Jun 11
TechEd: SharePoint, SharePoint, and Everything SharePoint
Tim Allison
After graduating in 1989 I worked as a consultant, then off to Herman Miller as a Network Admin, and finally landed at C/D/H. So ultimately 21 years! Wow!
I enjoy making life better: at home, at play and at work. Technology happens to be one of those areas. In the same manner helping those around me become better through sharing knowledge only results in a better place for us all.
Family is important to me. I am finding my granddaughter (yes, I have three grandchildren) is always on the top of my “love to spend time with” list.
More about Tim
Articles by Tim Allison
TechEd 2008 has complete coverage of SharePoint (both WSS and MOSS).
I attended several SharePoint related sessions today and each one was well worth my time! Customizing the interface, maintaining the environment, choosing several avenues for implementation and even “Power Shelling” MOSS were just some of the topics discussed. There just isn’t enough TechEd time!

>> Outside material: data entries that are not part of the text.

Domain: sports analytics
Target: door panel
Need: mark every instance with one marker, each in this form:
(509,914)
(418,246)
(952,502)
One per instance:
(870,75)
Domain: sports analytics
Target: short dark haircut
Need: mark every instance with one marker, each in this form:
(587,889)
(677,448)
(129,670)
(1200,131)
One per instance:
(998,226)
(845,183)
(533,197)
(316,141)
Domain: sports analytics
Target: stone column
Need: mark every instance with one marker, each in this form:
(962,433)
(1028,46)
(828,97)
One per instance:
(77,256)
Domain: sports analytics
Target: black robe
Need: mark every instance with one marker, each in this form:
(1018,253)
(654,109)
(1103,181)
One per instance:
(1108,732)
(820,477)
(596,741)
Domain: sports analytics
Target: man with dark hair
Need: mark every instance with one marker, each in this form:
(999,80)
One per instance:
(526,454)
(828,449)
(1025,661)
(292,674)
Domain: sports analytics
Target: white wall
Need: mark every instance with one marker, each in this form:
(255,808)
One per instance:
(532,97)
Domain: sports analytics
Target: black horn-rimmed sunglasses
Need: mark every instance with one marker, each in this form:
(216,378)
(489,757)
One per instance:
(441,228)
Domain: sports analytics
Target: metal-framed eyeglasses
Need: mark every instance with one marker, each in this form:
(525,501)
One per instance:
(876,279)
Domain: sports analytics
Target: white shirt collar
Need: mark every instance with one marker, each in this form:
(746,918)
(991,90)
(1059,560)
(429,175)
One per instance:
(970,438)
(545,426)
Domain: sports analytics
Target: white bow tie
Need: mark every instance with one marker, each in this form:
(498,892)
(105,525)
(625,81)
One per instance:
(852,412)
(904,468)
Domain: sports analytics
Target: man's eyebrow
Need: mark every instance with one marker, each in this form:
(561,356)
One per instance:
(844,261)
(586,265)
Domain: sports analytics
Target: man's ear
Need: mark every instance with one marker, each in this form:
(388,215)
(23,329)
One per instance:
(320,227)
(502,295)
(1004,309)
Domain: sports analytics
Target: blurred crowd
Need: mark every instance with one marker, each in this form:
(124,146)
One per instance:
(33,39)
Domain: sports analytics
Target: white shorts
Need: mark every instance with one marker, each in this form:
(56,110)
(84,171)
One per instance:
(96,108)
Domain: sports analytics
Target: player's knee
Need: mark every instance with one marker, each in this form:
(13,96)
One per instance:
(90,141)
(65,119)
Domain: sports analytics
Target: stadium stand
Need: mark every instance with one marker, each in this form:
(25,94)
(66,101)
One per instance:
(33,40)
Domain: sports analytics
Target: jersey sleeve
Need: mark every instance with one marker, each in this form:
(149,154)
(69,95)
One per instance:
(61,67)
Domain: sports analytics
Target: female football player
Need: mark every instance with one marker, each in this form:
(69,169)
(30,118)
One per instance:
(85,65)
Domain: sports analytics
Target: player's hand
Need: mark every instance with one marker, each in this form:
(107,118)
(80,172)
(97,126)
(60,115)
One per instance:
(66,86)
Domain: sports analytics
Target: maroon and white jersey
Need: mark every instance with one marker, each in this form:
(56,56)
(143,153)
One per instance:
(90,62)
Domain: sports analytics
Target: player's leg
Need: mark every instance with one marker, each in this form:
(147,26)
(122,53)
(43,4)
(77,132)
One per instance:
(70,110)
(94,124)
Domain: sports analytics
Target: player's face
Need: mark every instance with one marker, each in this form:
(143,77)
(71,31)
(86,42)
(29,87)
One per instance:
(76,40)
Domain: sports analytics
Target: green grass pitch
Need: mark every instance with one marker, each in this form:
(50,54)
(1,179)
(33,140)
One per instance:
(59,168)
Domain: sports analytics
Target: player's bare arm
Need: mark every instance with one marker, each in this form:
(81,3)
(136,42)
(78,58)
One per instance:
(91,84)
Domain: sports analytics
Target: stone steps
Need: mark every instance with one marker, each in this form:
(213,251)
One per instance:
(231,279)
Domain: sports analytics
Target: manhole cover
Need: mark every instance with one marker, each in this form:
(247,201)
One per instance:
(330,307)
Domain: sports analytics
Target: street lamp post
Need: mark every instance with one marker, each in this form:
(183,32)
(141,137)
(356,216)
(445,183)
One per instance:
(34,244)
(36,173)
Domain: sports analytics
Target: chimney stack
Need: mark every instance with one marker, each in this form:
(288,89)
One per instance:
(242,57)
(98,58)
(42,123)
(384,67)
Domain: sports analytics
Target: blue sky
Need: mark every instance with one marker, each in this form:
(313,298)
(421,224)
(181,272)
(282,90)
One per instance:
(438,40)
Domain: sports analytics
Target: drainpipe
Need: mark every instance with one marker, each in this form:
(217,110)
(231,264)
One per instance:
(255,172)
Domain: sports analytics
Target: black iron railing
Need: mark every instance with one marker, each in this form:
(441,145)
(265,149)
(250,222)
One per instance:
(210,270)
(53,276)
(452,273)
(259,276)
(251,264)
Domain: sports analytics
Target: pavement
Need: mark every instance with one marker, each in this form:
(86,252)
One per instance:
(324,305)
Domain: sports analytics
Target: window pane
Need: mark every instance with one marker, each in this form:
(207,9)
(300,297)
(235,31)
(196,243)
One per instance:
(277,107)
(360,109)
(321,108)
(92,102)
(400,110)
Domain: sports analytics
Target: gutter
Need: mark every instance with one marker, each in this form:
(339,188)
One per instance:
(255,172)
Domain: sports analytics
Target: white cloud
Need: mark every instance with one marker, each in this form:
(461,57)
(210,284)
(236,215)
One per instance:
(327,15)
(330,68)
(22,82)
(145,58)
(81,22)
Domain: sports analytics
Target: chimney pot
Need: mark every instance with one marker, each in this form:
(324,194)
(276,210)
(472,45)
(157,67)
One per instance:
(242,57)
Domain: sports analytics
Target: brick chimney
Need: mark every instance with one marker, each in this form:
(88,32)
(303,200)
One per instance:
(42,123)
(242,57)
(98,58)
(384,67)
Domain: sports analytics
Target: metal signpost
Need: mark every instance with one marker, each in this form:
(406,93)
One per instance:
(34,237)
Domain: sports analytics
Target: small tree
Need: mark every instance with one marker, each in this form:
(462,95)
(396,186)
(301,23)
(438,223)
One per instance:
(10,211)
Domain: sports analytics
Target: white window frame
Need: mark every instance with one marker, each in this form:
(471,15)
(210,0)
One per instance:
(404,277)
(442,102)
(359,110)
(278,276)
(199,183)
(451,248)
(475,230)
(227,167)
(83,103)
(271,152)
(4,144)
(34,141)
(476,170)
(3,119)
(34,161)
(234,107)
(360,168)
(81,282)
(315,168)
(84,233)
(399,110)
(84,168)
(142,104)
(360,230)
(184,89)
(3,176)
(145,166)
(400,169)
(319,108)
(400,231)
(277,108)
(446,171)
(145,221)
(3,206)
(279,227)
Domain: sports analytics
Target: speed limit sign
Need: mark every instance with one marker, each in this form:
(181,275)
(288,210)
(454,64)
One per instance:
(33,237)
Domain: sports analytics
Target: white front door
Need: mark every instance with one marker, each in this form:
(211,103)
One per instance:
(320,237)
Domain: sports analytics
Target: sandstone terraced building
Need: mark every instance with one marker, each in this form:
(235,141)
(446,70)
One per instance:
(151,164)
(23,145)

Heather Solomon, the queen of SharePoint Branding, discussed the ins and outs of SharePoint’s imaging customizations. Master pages, page layouts, content pages and themes are all elements that must be understood to take your OOB (out of the box) SharePoint implementation and make it your own. And even though storing each of these elements within your MOSS environment is important, she left that up to each of us to decide (it seems clear to me that each of these should be centrally stored to provide a nice recovery scenario). After the session, I was left with the overwhelming desire to learn CSS (cascading style sheets). Learning this will provide me a significant leg-up and I can start working with these elements to take them from OOB to WOW (wow). AJ, it’s your turn now! (wink)
I also completed a hands-on lab for advanced SharePoint administration today. The SharePoint development team has engineered everything you need in the Central Administration tool, but understanding how each of the selections impacts your SharePoint site is not trivial. One example is the ability to add content databases to your web application. You can allow it to grow, in a controlled fashion, while balancing the need for reasonably timed content database backups. Microsoft has taken the time to develop these labs and has provided some really excellent material and learning.
I’m sure there will be more to follow; after all, SharePoint is a multi-faceted tool.